Deep in Pepper’s pocket, in among the lilac prayers, stained by no one’s tear
s but his own, lay the undelivered telegram. Interfering with official mail was a heinous crime—but not so bad (Pepper thought) as telling a mother by telegram that her boy has been shot for cowardice and buried in the desert sand. Even in Pepper’s own skull, those words slopped about like molten lead.
“Are you crazed!” shrieked Why. “That’s tampering, that is! They can get you for tampering!” Pepper only shrugged. He had more fearful enemies than the French telegraphic service.

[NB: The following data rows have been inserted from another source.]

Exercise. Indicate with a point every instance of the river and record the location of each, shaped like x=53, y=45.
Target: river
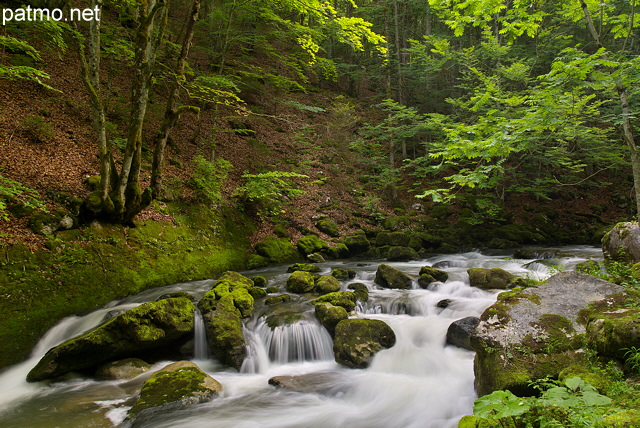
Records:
x=419, y=382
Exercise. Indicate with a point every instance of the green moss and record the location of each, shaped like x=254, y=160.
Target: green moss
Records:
x=112, y=262
x=168, y=387
x=312, y=244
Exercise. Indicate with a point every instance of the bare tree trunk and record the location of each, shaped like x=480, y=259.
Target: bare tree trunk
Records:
x=173, y=112
x=90, y=67
x=127, y=197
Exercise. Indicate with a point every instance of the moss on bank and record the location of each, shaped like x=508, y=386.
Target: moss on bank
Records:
x=86, y=268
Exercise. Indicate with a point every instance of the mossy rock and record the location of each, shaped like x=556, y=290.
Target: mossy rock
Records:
x=360, y=291
x=485, y=279
x=402, y=254
x=343, y=274
x=312, y=244
x=277, y=250
x=329, y=227
x=330, y=315
x=150, y=326
x=346, y=299
x=223, y=327
x=390, y=277
x=256, y=261
x=614, y=332
x=327, y=284
x=122, y=369
x=176, y=386
x=300, y=282
x=358, y=340
x=275, y=300
x=304, y=267
x=259, y=281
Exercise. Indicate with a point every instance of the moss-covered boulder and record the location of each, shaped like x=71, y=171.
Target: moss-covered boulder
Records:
x=346, y=299
x=277, y=250
x=357, y=244
x=122, y=369
x=223, y=307
x=174, y=387
x=148, y=327
x=402, y=254
x=358, y=340
x=300, y=282
x=614, y=332
x=274, y=300
x=304, y=267
x=327, y=284
x=223, y=327
x=436, y=274
x=622, y=243
x=343, y=274
x=330, y=315
x=312, y=244
x=328, y=226
x=360, y=291
x=535, y=332
x=390, y=277
x=459, y=332
x=486, y=279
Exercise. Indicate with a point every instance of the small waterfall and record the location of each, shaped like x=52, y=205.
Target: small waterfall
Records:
x=305, y=340
x=201, y=349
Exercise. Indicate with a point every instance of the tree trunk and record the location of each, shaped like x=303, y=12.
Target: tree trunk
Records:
x=172, y=112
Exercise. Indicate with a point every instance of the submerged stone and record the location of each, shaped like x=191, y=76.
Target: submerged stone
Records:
x=358, y=340
x=390, y=277
x=174, y=387
x=150, y=326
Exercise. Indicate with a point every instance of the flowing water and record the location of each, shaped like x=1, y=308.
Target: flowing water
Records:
x=419, y=382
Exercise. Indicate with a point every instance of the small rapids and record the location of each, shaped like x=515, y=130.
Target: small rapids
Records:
x=419, y=382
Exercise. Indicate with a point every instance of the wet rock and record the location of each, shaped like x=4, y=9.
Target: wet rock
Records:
x=390, y=277
x=300, y=282
x=327, y=284
x=330, y=315
x=304, y=267
x=486, y=279
x=533, y=333
x=343, y=274
x=312, y=244
x=346, y=299
x=622, y=243
x=148, y=327
x=122, y=369
x=358, y=340
x=274, y=300
x=402, y=254
x=174, y=387
x=316, y=258
x=311, y=383
x=459, y=332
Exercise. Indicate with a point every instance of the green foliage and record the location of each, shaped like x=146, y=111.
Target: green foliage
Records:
x=269, y=191
x=208, y=178
x=12, y=191
x=578, y=400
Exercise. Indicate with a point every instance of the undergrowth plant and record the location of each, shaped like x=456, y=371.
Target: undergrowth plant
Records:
x=12, y=191
x=269, y=191
x=208, y=178
x=572, y=402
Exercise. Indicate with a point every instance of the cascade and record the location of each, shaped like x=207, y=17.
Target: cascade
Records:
x=419, y=382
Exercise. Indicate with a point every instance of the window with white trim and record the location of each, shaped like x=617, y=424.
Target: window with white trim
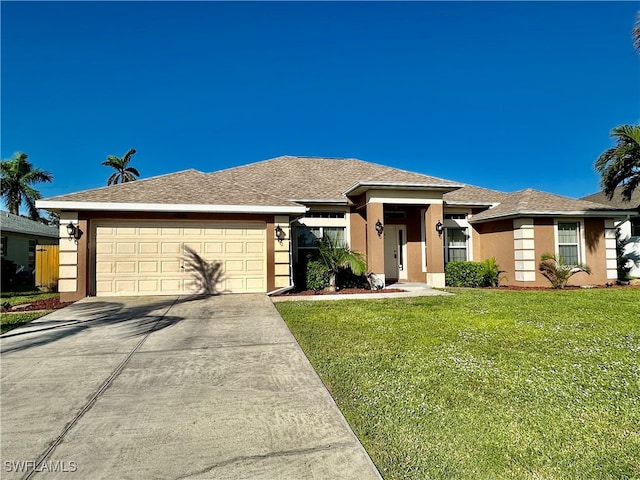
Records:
x=308, y=236
x=569, y=242
x=456, y=241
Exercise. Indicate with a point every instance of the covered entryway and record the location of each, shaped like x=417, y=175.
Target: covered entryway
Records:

Now when he dreamed, the saints came after him wearing post office uniforms, telling him to report at once to Hell. He tried to run, but his pockets were too full of lies. So they covered his head with a hood and stood him against a wall and took aim on his heart….
But by day, Pepper delivered happiness, spreading good news—nothing but good news—as far and wide as his stolen bicycle would carry him.
He did not deliver, to the girl whose sweetheart had jilted her, the telegram that read:
MET SOMEONE STOP
DO NOT LOVE YOU NO MORE STOP
LEAVE ME BE STOP
He told her instead that her fiancé had joined the Foreign Legion and been killed in Africa, her name on his lips.
He told the man whose telegram read:
EMPLOYMENT HEREBY TERMINATED STOP
that the Hongriot-Pleuviez Amendment had forced the company out of business, but they wished him well in his future career and thanked him for his hard work.
A young singer called Chantal dreamed of studying opera at the Conservatoire de Musique in Paris, so her hopes would have been dashed by the callous words
REGRET APPLICATION UNSUCCESSFUL STOP
Instead, Pepper told her that the principal conductor had fallen madly in love with her during her audition and, being a married man and a good Catholic, dared not invite her to work nearby him day after day, for fear of temptation.